Hughes and Street had asked Superior Court Judge Robert O’Hara to sentence Hughes to time served, thereby releasing him immediately.
But the Wilmington, Del., judge imposed the maximum penalty for manslaughter, terming it “one of the worst manslaughter cases to come up for sentencing,” wire services reported.
Before the sentencing, Lucille Bell, mother of the slain woman, made an impassioned speech in which she bitterly attacked Hughes, the reports said.
“Bob Hughes had everything anybody in the world wants: a wife, children, a good home and a good job,” she said, glaring at her former son-in-law.
The reports said she handed O’Hara a photograph of her daughter, saying the young woman was “slaughtered by this man here.”
Despite Hughes’ guilty plea, his supporters among the large Lutheran community in Thousand Oaks have continued to insist that he is innocent.
‘Believe in His Innocence’
“There is no way I can prove it, but I believe in his innocence. And so do a great many of us,” said Pastor Willis Moerer of Ascension Lutheran Church in Thousand Oaks, where Hughes taught the middle grades before his first conviction.
Hughes, a mathematics teacher, was arrested on a charge of murder within hours after telling police that he had discovered his wife’s body in the driveway of the couple’s Milford, Del., home.
But police released him within a week for lack of evidence.
Seeking to make a “clean break with the past,” Hughes moved to Thousand Oaks in June, 1977, with his two sons, Chad, now 11, and Brock, now 9.
A year later, the case was reopened in Delaware.
On Dec. 4, 1978, while teaching at Ascension Lutheran School, Hughes was arrested on a murder warrant.
Two months later, a Delaware jury convicted him on the murder charge and he was sentenced to life in prison without possibility of parole.
Hughes’ supporters promptly began raising funds to hire former Senate Watergate Committee counsel Sam Dash to appeal the case to the Delaware Supreme Court.
Hughes’ first conviction was thrown out on the grounds that prosecutors made prejudicial and erroneous statements to the jury.
To the dismay of supporters, a second trial in July, 1982, resulted in another first-degree murder conviction.
In February, that conviction also was thrown out by the Delaware high court because the jury had become aware of the first conviction and of unconfirmed reports that Hughes had failed a lie-detector test.
As was the case after the first verdict was voided, Hughes returned to California to a joyous welcome from supporters, including many of his former Ascension students.

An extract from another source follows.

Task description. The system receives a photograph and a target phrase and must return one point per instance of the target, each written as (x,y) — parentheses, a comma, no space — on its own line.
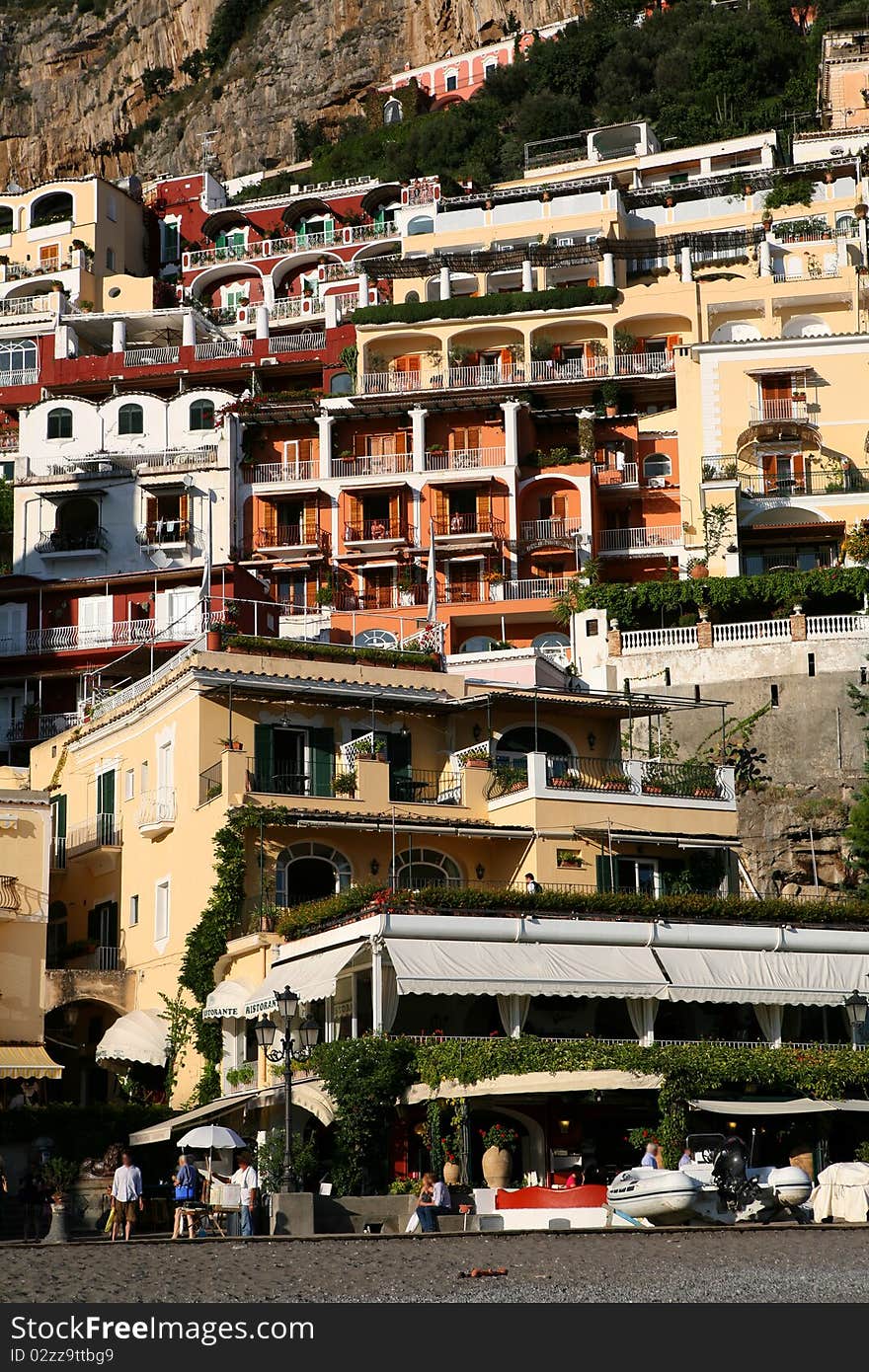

Clarence Hughes, father of the convicted man, said in a telephone interview Monday that his son “took the sentence real hard. We all had hoped he would be coming back to California with us.”
House May Be Sold
The elder Hughes, who followed his son to Thousand Oaks, said that, of the $500,000 raised in his son’s defense, $135,000 was lent by 32 people “who have waited years to be repaid, so I think now we will have to sell Bob’s home to satisfy the debts.”
The case attracted media attention in Delaware and supporters in California because of the seeming normalcy of the Hughes family.
They lived in a modest suburban home and were reported to have been model parents.
Neighbors could not recall having heard the couple argue.
Hughes’ wife, a registered nurse, was killed on the couple’s eighth wedding anniversary.
No motive was ever suggested in court for the slaying, although prosecutors said they assumed the couple had argued beforehand.